A tarde estava quente com pouco sol e um pouco abafada. Era
uma tarde típica dos dias quentes de Outono. Nada melhor que festejar o final
do dia a passear na praia.
A beira mar alongava-se até onde a bruma permitia ver,
salpicada por barcos que voltavam da pesca. Olhados de longe, não eram mais que
pontos esborratados de contorno irregular. Vistos de perto e com atenção, cada
barco era um cosmos.
A casca de noz encalhava na areia rebocado e sob a vista e
controlo de vários homens, um conduzindo o tractor, outros com os pés nus na
areia, outros com eles mergulhados na água salgada, outros ainda dentro da
embarcação.
Os mais adiantados descarregavam o pescado aprisionado nas
redes. Noutros, o peixe já era dividido por espécies. Finalmente, junto de
alguns pesqueiros o peixe era vendido a quem se dirigira ali para esse efeito
ou a algum dos poucos indivíduos que ainda passeavam como se estivessem no
Verão.
O peixe comprimido entre as redes que eram arrastadas na
areia pelo tractor quase era esmagado. Quase não, alguns morriam triturados
naquele aperto de milhares de peixes, uns empurrados contra os outros, contra a
areia e contra as redes. À medida que a rede era puxada para fora de água, os
peixes saltavam num espectáculo cheio de movimento, numa bela pincelada da
natureza e da vida que corre em contínuo, numa angústia de quem morre sufocado,
como se alguém estivesse a afogar-se ou tivesse sido enforcado. A pesca do
peixe que morre para que as pessoas se alimentem, como morrem os peixes para
que outros peixes, aves ou insolitamente ursos se alimentem.
Nesta azáfama em torno de cada barco, desempenham papel
importante as gaivotas que cobrem o areal e o céu, atraídas pela presença do
peixe que apanhado das redes lhes requer menos exercício que pescado por elas
próprias. São umas verdadeiras preguiçosas. Mais que isso, são ladras. Lutam
para roubar o peixe das redes, das mãos dos pescadores, dos tabuleiros onde já
estão separados por espécies ou mesmo do saco dos fregueses que os acabaram de
comprar.
Na multidão de aves, descubro uma aleijada. Nalgum choque
provocado por voo mal orientado ou nalguma luta com as suas semelhantes quebrou
o osso da asa esquerda, de modo que a asa ficou pendurada até ao chão. A
gaivota não voa, apenas anda arrastando ao seu lado a asa partida.

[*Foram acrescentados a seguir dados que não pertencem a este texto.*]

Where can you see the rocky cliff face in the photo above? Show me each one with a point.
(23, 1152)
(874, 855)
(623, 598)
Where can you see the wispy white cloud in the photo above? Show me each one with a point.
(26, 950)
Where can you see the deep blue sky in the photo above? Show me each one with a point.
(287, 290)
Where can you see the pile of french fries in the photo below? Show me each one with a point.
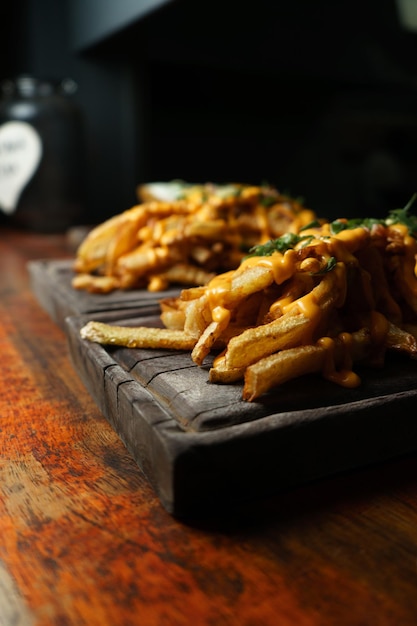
(321, 301)
(183, 234)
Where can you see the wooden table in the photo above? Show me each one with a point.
(85, 542)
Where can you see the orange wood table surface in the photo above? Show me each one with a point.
(85, 542)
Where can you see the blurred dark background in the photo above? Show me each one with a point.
(318, 98)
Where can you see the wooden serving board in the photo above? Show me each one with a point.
(203, 448)
(51, 284)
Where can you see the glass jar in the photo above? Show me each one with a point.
(41, 154)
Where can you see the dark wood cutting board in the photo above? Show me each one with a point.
(203, 448)
(51, 283)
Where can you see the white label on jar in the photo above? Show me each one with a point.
(20, 153)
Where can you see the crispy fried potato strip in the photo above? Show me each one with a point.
(183, 234)
(319, 302)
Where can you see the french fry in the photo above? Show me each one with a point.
(316, 302)
(138, 337)
(325, 356)
(202, 230)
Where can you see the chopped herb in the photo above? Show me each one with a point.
(313, 224)
(402, 216)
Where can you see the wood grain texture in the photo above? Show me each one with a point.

Morrerá em breve, bem sei, pois não conseguirá alimentar-se.
Ainda que pudesse alcançar algum resto de peixe, a luta dentro do bando é
feroz. De cada vez que alguma das aves é bem sucedida a apanhar um pedaço de
peixe, logo várias outras lutam para lhe roubar o alimento do bico. São animais
que parecem não conhecer nada sobre o amor, digo o amor verdadeiro, o amor
cristão, o amor que aporta vida e alegria para todos.
No grupo destaca-se uma gaivota que ataca a aleijada. Bica-a,
a ofendida defende-se, ela foge e volta a bicar. Outras atacam também o
indivíduo deformado, frágil, indefeso, incapaz de defender o seu estatuto.
Matam-na à bicada.
Quantas vezes somos gaivotas insanas!
No trabalho, as relações de camaradagem dão lugares à luta
pelo sucesso e só este interessa. Quem não consegue ser o primeiro é
inevitavelmente uma desgraça familiar, social, uma amigo indesejável. Contra o
ostracismo, pela garantia de ganho do mínimo indispensável para viver, pelo
vitória que dá acesso a poder e conforto, a luta sobrepõe-se sempre à
camaradagem, entre os humanos.
No desporto encontramos casos de camaradagem, mas são tão
escassos que a imprensa quase não os encontra – talvez nem os procure. A
dopagem e a agressão a companheiros e adversários têm muito mais valor que a
camaradagem.
Até na política, a palavra camarada foi aproveitada para
designar uma relação de solidariedade. Infelizmente, o seu uso acabou por
designar coisa bem diferente, tantas vezes o que está disposto a colaborar para
fazer mal ou prejudicar terceiros.
De tal modo a disputa pelo sucesso e pela primazia estão
instaladas na Humanidade, desde o seu alvor, que os pais ensinam e preparam os
filhos para a luta com os colegas, desde a primeira infância. A um tempo em que
a traição aos colegas ou sócios se fazia silenciosa e discretamente, vivemos
dias em que a vergonha deu lugar ao regozijo e à celebração da vitória, tantas
vezes desonesta, sobre os pares na comunidade em que se vive.
Afinal, não somos mais que gaivotas a abater a vizinha mais
fraca.
Que Deus nos perdoe ou nos dê forças para nos comportarmos
como pessoas, quando tratamos com outras pessoas.